Jacinda Ardern makes history by bringing her newborn baby to the UN General Assembly

Jacinda Ardern made history by taking her baby to the UN General Assembly [Photo: Getty]
Jacinda Ardern made history by taking her baby to the UN General Assembly [Photo: Getty]

New Zealand Prime Minister Jacinda Ardern has made history as the first world leader to attend the United Nations general assembly with her baby.

As many working mums will appreciate there are times when you’ve got to get on with the job at hand, and your baby will have to come too, particularly if you’re breastfeeding.

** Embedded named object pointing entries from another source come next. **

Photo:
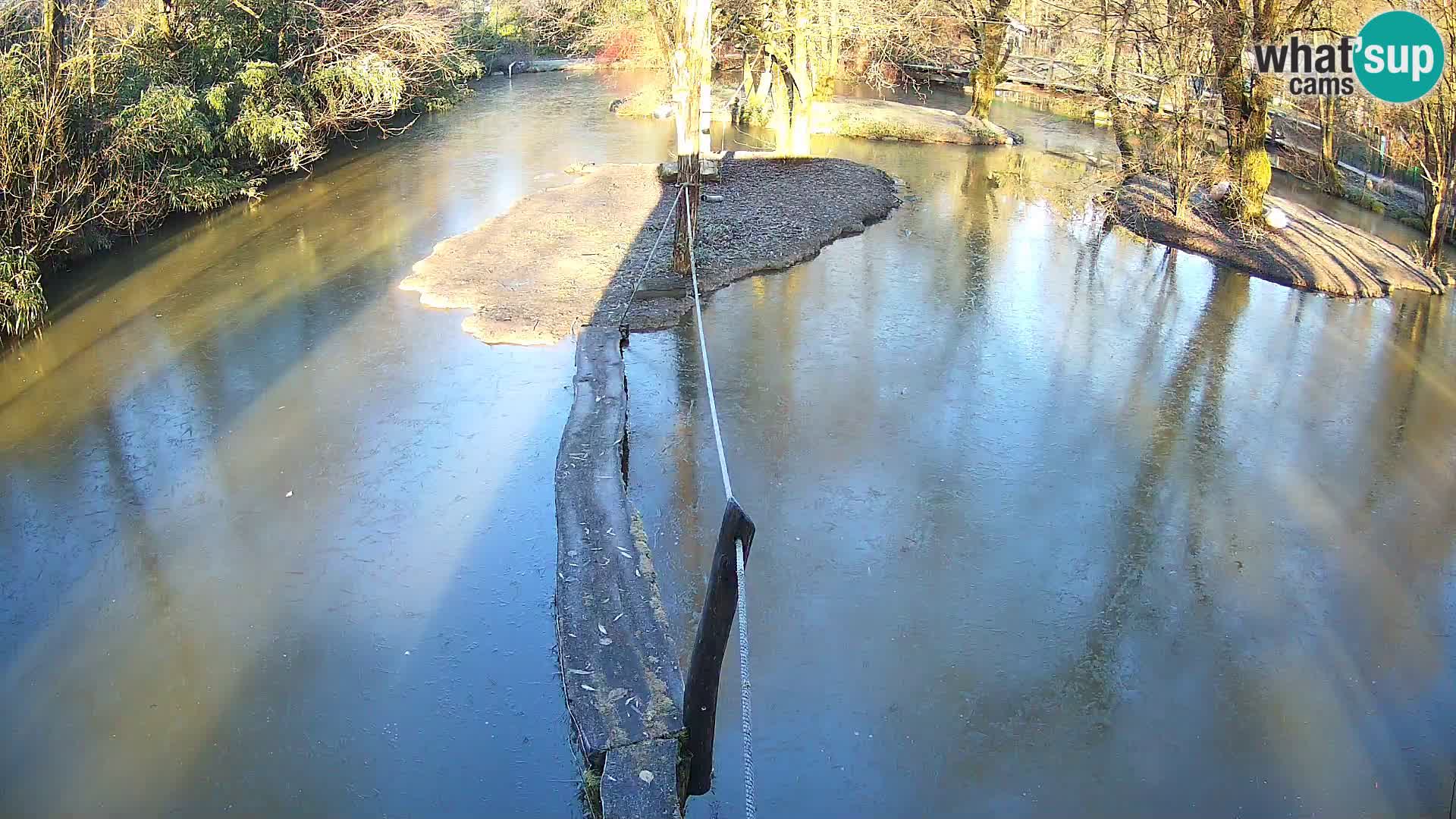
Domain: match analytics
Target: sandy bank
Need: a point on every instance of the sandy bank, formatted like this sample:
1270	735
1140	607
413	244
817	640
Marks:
571	256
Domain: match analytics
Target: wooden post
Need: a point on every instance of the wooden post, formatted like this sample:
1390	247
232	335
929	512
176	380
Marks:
692	74
53	37
720	605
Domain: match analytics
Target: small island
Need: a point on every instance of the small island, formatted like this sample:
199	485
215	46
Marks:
576	254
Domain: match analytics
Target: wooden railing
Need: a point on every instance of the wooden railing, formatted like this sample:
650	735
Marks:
1071	77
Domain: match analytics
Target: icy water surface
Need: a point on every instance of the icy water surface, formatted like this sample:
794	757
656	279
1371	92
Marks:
274	539
1063	525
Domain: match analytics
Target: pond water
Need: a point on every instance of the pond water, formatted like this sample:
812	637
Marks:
1057	523
273	537
1049	521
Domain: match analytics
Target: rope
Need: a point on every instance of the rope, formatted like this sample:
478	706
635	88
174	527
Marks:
745	689
650	254
702	347
745	684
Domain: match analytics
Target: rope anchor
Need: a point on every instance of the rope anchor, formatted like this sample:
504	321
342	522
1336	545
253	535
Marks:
727	596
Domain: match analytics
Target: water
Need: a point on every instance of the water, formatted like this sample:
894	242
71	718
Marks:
1055	523
1049	522
273	537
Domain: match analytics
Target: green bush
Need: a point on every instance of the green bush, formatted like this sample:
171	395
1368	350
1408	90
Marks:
168	121
356	91
271	126
20	299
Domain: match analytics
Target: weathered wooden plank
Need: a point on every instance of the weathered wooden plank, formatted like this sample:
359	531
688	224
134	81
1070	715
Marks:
619	667
639	781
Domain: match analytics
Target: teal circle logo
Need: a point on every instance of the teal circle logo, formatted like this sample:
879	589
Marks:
1400	57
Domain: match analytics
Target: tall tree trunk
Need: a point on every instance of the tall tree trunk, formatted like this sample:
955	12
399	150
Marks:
53	37
692	72
1334	181
801	108
1110	93
992	60
1436	224
165	11
1247	112
833	39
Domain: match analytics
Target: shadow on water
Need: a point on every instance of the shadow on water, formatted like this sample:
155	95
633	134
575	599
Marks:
1057	521
274	537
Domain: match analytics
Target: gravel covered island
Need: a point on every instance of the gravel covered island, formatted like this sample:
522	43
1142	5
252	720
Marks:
571	256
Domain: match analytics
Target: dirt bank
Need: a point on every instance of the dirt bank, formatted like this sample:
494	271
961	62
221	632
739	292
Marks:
886	120
1313	253
571	256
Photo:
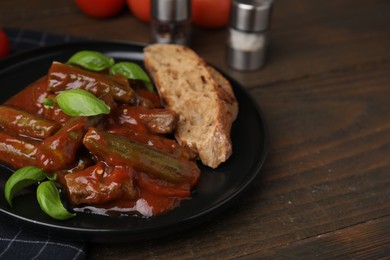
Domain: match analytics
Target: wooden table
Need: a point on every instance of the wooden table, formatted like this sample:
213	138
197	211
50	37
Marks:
324	190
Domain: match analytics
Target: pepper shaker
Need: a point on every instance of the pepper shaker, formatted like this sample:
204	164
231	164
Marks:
171	21
248	34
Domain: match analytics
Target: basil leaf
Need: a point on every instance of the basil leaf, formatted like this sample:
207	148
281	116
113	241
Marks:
21	179
50	202
132	71
91	60
78	102
48	103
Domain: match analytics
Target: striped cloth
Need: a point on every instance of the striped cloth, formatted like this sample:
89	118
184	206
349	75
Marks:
15	241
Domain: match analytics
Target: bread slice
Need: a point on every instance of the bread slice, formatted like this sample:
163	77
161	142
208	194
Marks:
200	95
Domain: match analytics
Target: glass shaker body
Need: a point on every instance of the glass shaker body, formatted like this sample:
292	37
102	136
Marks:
246	50
171	21
177	32
248	34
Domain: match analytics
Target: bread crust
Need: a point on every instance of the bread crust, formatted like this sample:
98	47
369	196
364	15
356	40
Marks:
200	95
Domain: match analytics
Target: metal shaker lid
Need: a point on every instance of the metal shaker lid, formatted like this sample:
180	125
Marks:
250	15
171	10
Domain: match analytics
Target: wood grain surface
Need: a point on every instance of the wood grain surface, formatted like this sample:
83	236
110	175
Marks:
325	91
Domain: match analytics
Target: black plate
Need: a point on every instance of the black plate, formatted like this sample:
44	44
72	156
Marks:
216	190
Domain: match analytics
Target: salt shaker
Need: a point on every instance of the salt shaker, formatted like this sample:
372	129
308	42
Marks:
171	21
248	33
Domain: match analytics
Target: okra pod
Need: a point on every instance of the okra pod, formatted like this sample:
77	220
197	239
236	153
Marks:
58	152
17	153
64	77
100	184
26	124
118	150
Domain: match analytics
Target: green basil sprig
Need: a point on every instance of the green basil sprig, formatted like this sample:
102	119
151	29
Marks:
91	60
132	71
49	200
78	102
21	179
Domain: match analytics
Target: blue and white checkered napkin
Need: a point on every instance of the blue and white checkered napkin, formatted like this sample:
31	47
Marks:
15	241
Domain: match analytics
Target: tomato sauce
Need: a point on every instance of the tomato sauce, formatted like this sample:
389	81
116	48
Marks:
127	173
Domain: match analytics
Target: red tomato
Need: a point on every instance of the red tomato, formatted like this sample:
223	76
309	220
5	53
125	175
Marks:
210	13
101	8
141	9
5	47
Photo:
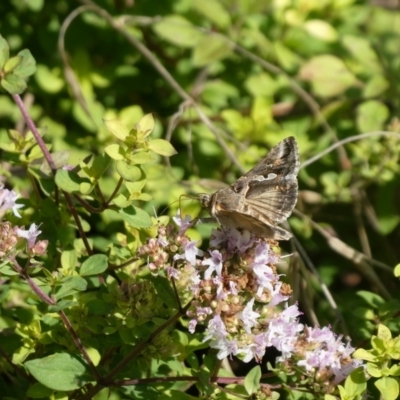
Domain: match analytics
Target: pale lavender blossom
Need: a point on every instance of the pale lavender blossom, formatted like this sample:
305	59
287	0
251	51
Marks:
216	329
276	296
283	331
31	234
218	237
192	325
173	272
254	350
162	241
240	241
7	201
191	251
248	316
226	347
201	314
215	264
183	224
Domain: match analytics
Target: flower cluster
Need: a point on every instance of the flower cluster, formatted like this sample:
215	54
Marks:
10	236
239	298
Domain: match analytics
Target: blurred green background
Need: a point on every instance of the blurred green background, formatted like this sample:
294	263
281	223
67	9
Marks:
260	71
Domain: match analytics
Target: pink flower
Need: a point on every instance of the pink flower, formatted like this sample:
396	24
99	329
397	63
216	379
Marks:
215	264
31	234
191	251
7	201
183	224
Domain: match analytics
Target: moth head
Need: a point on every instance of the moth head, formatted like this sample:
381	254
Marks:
205	200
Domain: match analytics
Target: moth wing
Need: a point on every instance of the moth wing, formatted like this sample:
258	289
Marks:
282	160
236	219
270	200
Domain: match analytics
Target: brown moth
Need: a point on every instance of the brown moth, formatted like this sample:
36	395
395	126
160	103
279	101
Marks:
262	198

Case in point, Jacinda Ardern.

The New Zealand leader, 38, attended the UN conference on Monday evening with her baby in tow, playing with the three-month-old before giving a speech at the Nelson Mandela peace summit.

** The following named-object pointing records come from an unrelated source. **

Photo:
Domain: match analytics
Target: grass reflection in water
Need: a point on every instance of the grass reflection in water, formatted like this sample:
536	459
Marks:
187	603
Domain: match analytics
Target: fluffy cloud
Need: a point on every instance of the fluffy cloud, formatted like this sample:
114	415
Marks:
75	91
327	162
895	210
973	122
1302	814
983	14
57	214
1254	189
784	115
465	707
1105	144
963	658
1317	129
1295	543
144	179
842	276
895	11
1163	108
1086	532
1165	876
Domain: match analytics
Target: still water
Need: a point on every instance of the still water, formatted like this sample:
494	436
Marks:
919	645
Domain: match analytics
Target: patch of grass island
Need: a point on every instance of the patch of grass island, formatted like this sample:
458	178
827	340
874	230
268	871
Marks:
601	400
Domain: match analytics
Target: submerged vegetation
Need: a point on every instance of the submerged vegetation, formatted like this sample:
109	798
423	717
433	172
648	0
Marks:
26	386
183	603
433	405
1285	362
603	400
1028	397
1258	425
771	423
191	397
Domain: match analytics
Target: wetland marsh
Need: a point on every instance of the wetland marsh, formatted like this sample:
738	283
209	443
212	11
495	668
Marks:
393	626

While she spoke, her partner, Clarke Gayford, who is little Neve’s full time caregiver, held the newborn on his lap.

The PM gave birth to Neve Te Aroha on 21 June and returned to work in early August after taking just six weeks maternity leave.

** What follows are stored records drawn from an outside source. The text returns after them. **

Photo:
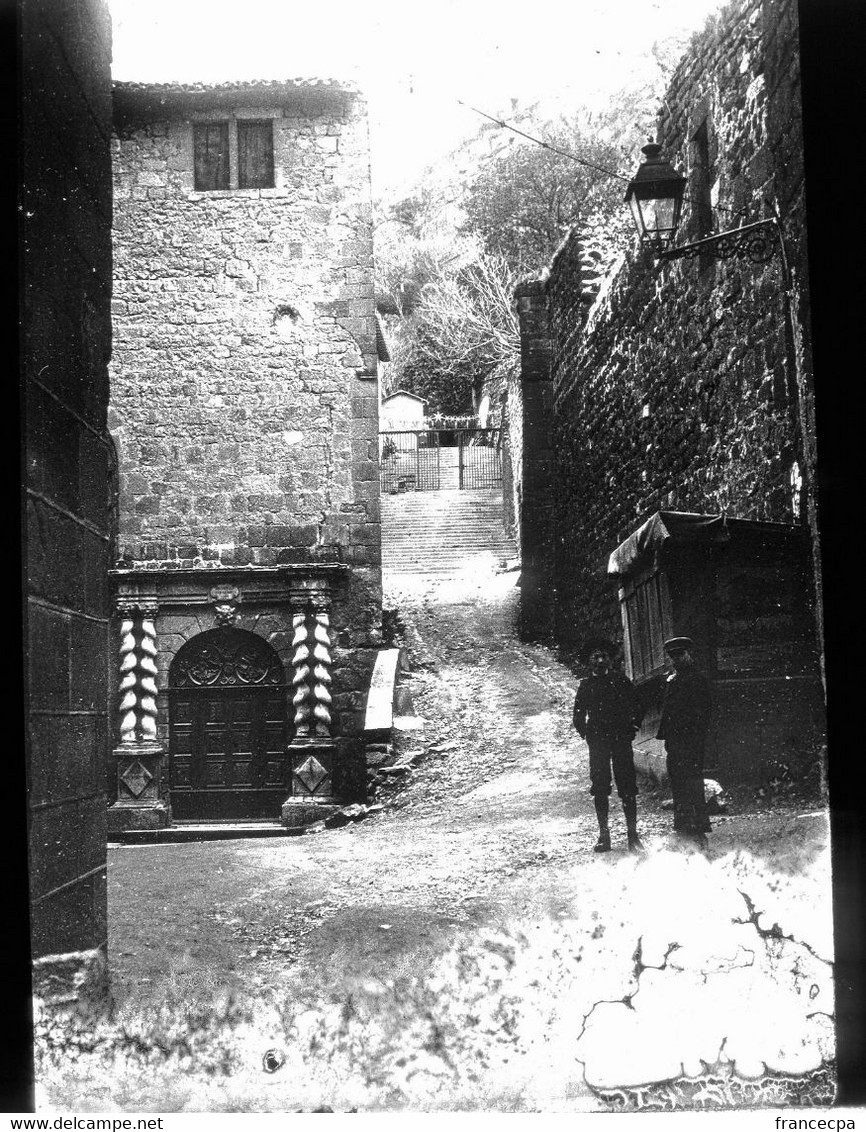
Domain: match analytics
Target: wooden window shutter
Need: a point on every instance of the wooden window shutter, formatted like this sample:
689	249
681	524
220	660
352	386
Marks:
255	154
211	148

Ardern is currently breastfeeding Neve, meaning her baby daughter had to travel with her to New York for the six-day trip.

Baby Neve stayed with her dad while Jacinda Ardern made a speech [Photo: Getty]
Baby Neve stayed with her dad while Jacinda Ardern made a speech [Photo: Getty]

Ms Ardern is New Zealand’s second youngest leader and the first to take maternity leave while in office.

Little Neve had a great time at the annual gathering of world leaders, even having her nappy changed in front of the Japanese delegation.

Sharing a photo of his daughter’s mock security pass, Clarke Gayford, revealed the newborn made quite the impression.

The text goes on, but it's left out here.